What is the definition of GDPR?
The General Data Protection Regulation (GDPR) is a legal framework that sets guidelines for the collection and processing of personal information from individuals who live in the European Union (EU)
What is the definition of CCPA?
The California Consumer Privacy Act (CCPA) is a comprehensive new consumer protection law set to take effect on January 1, 2020. In the wake of the CCPA’s passage, approximately 15 other states introduced their own CCPA-like privacy legislation, and similar proposals are being considered at the federal level.
What is a ‘Dirty Read’?
A dirty read (aka uncommitted dependency) occurs when a transaction is allowed to read data from a row that has been modified by another running transaction and not yet committed.
What is a Galaxy Schema?
A Galaxy Schema contains two fact table that shares dimension tables. It is also called Fact Constellation Schema. The schema is viewed as a collection of stars hence the name Galaxy Schema.
What is a Star Cluster Schema?
Star cluster schema contains attributes of Start schema and Slow flake schema.
What is Cardinality?
In the context of ERD, cardinality refers to the count of instances that are allowed or necessary between entity relationships. How many rows are needed from one entity before it can be linked to another entity.
Two types:
Minimum - The minimum number of instances that are required in the relationship
Maximum - The maximum number of relationships required in the relationship.
What is Network Density?
The “Network Density” metric is commonly calculated as the number of actual possible connections divided by the number of possible connections. There are 9 actual connections and 56 possible connections in the example data, resulting in a Network Density value of .1607 which depending on the context could be considered to be low or high.
What is Network Centralization?
The “Network Centralization” metric tells us how “centered” the network is around the member(s) of the network with the highest number of connections. In a network with three members, this metric is of little value – but in a network with thousands or millions of connections, knowing the people or persons the network is centralized around is meaningful to our understanding of the network. In the data driving my implementation, Jane is involved in four of the nine transactions which would be commonly calculated as (4 / 9) = .444. This would be considered a high value in most cases, so you could say that the total network is highly centralized (around Jane).

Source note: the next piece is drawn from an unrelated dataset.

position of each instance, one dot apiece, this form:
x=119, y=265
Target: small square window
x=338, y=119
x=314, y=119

What is Network Homophily?
The “Network Homophily” metric describes the degree that connected nodes share similar characteristics - i.e. are connected nodes largely alike? The richer the source data is, the more important and interesting this metric can be as the row count increases. This metric is of particular interest to marketers.
What is “In Degree”?
Switching to Node specific metrics; the “In Degree” metric is the count of in-coming connections to a Node from other nodes in the network. The “Out Degree” metric is the count of outgoing connections from a single node to other nodes in the network. These two metrics are often used to help analysts and marketers understand how “social” products within particular retail categories are with products in similar or different retail categories.